In many ways, Stabler, a true NFL gunslinger with ice running through his veins, was the perfect field general of those badass Raiders teams. Make no mistake: In football history, Madden’s misfits are among the meanest to ever play the game. They were a ragtag group of goons and castoffs who found a home with the Silver and Black. Stabler, who drank and partied as hard as he played, liked fast women and faster boats, who studied his playbook “by the light of a nightclub jukebox,” was emblematic of those tough teams.
“He knows everything there is to know on a football field,” Raiders tight end Dave Casper was quoted as saying in The New Thinking Man’s Guide to Pro Football. “But when they give him his game plan on Wednesday he probably takes it and throws it in the wastebasket. No one ever suspected how little he knew about the game plan on a particular week.”
But beyond his coolness under pressure and his moxie under center, his willingness to gamble and “win the hard way,” Stabler helped to revolutionize the quarterback position with his legs and feet. A talented left-handed passer, Stabler separated himself from other quarterbacks with his ability to escape trouble and run for yardage. Generations before NFL QBs became sleeker athletes who could take off and run when the play fell apart, “The Snake” helped to change the position before mobile quarterbacks became a thing.
During his decade with the Raiders, Stabler completed better than 60 percent of his passes and led the league in touchdowns twice. He was named NFL MVP in 1974 and guided Oakland to a Super Bowl title in 1977. Remarkably, Stabler is the only QB who started and won a Super Bowl in the 70s who was never enshrined in the Pro Football Hall of Fame.

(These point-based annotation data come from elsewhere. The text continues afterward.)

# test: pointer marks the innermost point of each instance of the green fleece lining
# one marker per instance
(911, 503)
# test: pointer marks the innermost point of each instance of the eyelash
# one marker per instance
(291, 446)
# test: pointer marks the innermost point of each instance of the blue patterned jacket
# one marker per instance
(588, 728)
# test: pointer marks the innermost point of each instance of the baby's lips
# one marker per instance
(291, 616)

“The Raiders are deeply saddened by the passing of the great Ken Stabler,” Oakland owner Mark Davis said in a statement. “He was a cherished member of the Raider family and personified what it means to be a Raider. He wore the Silver and Black with Pride and Poise and will continue to live in the hearts of Raider fans everywhere. Our sincerest thoughts and prayers go out to Kenny’s family.”
Stabler was an escape artist. He was slippery and had an uncanny ability to find ways to win, even if it meant fumbling on purpose. With 23 fourth-quarter or OT comebacks on his resume, pulling wins out of thin air was something he and the Raiders did a lot during his tenure in Oakland. The Raiders won 81 regular-season and playoff games under Stabler.

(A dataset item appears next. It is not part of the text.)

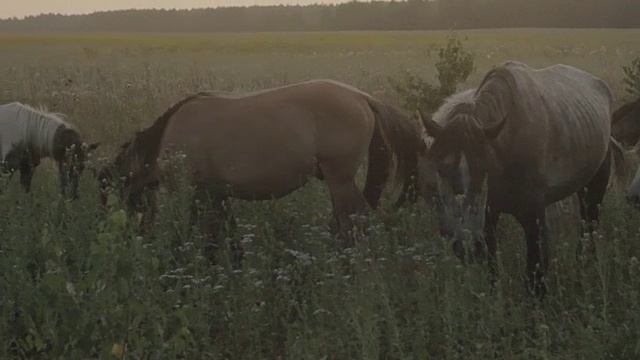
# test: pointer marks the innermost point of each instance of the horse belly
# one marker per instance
(575, 158)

A flamboyant free spirit, Stabler often produced those wins in memorable, historic ways.
Just moments before the Pittsburgh Steelers incredibly won a playoff game in 1972 behind the Immaculate Reception, Stabler had given the Raiders a 7-6 lead with just over a minute left. He ran 30 yards for the apparent game-winner, but the run was not enough to stifle the developing Pittsburgh dynasty.
But he did end the Miami Dolphins run two years later in 1974 with one of the most famous plays in NFL history. Known as the “Sea of Hands” play, Stabler knocked the Dolphins out of the playoffs and ended their bid for a third straight trip to the Super Bowl when his prayer was caught by RB Clarence Davis in the endzone.

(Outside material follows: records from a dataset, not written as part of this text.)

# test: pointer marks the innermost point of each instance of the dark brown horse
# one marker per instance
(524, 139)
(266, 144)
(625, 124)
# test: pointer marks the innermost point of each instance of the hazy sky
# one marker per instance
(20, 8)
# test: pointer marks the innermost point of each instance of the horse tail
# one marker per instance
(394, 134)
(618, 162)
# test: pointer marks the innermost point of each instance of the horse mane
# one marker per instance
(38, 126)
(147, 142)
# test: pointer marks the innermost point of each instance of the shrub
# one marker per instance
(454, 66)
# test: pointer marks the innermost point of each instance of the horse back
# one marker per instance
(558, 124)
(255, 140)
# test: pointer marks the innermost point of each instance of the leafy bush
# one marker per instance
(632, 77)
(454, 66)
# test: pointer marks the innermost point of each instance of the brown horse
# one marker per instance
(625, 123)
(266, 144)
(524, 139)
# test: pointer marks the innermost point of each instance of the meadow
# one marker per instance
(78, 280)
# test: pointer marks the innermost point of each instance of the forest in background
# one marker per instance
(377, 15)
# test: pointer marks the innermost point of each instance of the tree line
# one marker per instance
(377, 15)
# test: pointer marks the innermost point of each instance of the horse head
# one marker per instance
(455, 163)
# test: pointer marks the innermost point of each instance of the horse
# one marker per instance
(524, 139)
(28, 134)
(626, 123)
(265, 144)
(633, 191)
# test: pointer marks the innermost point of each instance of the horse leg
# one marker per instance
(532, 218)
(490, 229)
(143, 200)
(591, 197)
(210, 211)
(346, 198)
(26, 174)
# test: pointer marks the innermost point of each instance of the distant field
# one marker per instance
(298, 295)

The play was classic Stabler: Time ticking down. Less than a minute left. Uniform rumpled and dirty. Trailing the Dolphins by five. He scrambled right. Then left. And while he was being hauled to the ground, Stabler managed to get the pass off to win the game.
He was Brett Favre before Favre made a career out of gunslinging wins. He was Steve Young before the left-handed Young emerged as one of the greatest running/passing QBs ever. Stabler was a winner in the mold of the hard-partying Joe Namath, a fellow cannon-armed Alabama alum. Crimson Tide head coach Bear Bryant famously threw Stabler off the team once for blowing curfew.
So Stabler was a lot of things. Mostly though, he was a Raider through and through.
“The autumn wind is a Raider, pillaging just for fun,” John Facenda says in the legendary NFL Films tribute to the Silver and Black, which could just as easily describe the quarterback. “He’ll knock you ’round and upside-down, and laugh when he’s conquered and won.”